Project ID Assignment: ENM-6: Relationships Between ENM Geometry on Biological Outcomes :
Nanowires
Jeffrey I. Zink
Abstract: Interest in high aspect ratio nanomaterials evolved from the history of fiber toxicology. High
aspect ratio materials such as asbestos, carbon nanotubes and TiO2 nanowires lead to frustrated
phagocytosis and inflammatory responses in cells. However most research only explored a very limited
number of lengths and aspect ratios, and it is therefore not clear what is the critical length and aspect
ratio that can induce such an effect. To address this question, we will synthesize a cerium oxide (CeO2)
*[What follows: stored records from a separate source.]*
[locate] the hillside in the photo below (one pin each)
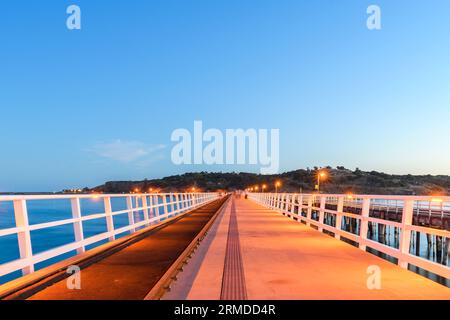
(339, 180)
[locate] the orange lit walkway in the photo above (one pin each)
(273, 257)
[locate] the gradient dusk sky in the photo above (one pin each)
(82, 107)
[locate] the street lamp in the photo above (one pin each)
(277, 185)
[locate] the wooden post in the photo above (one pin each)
(130, 213)
(340, 209)
(24, 237)
(78, 224)
(109, 218)
(405, 238)
(322, 212)
(364, 224)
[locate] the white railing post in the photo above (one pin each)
(292, 211)
(131, 212)
(339, 210)
(309, 211)
(322, 212)
(407, 219)
(23, 236)
(78, 224)
(145, 206)
(364, 224)
(178, 202)
(109, 218)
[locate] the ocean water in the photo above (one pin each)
(42, 211)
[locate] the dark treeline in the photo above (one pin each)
(338, 180)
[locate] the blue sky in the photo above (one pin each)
(82, 107)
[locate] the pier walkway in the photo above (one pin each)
(281, 258)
nanorod library with a wide range of aspect ratios. The advantage of using CeO2 is that it is biologically
inert, and thus studies of the length and aspect ratio will not be complicated by intrinsic toxicity. By
controlling the hydrothermal synthesis composition and conditions, CeO2 nanorods and nanowires with
precisely controlled lengths and aspect ratios will be made. Preliminary results show that nanorods
obtained with the CeCl3 concentration varying by a factor of ten while keeping other synthesis
composition and conditions constant range in length from 110 to 30 nm (with a constant diameter). The
aspect ratios will be further tuned by adjusting the other synthesis parameters. The successful creation
of nanorod/nanowire combinatorial libraries will allow a pure length and aspect ratio effect on
biological response to be studied in a systematic manner. We will also synthesize other nanowire
libraries of materials such as vanadia and manganese oxide to attempt to further demonstrate that
nanowire length plays an important role in high aspect ratio nanomaterial toxicity.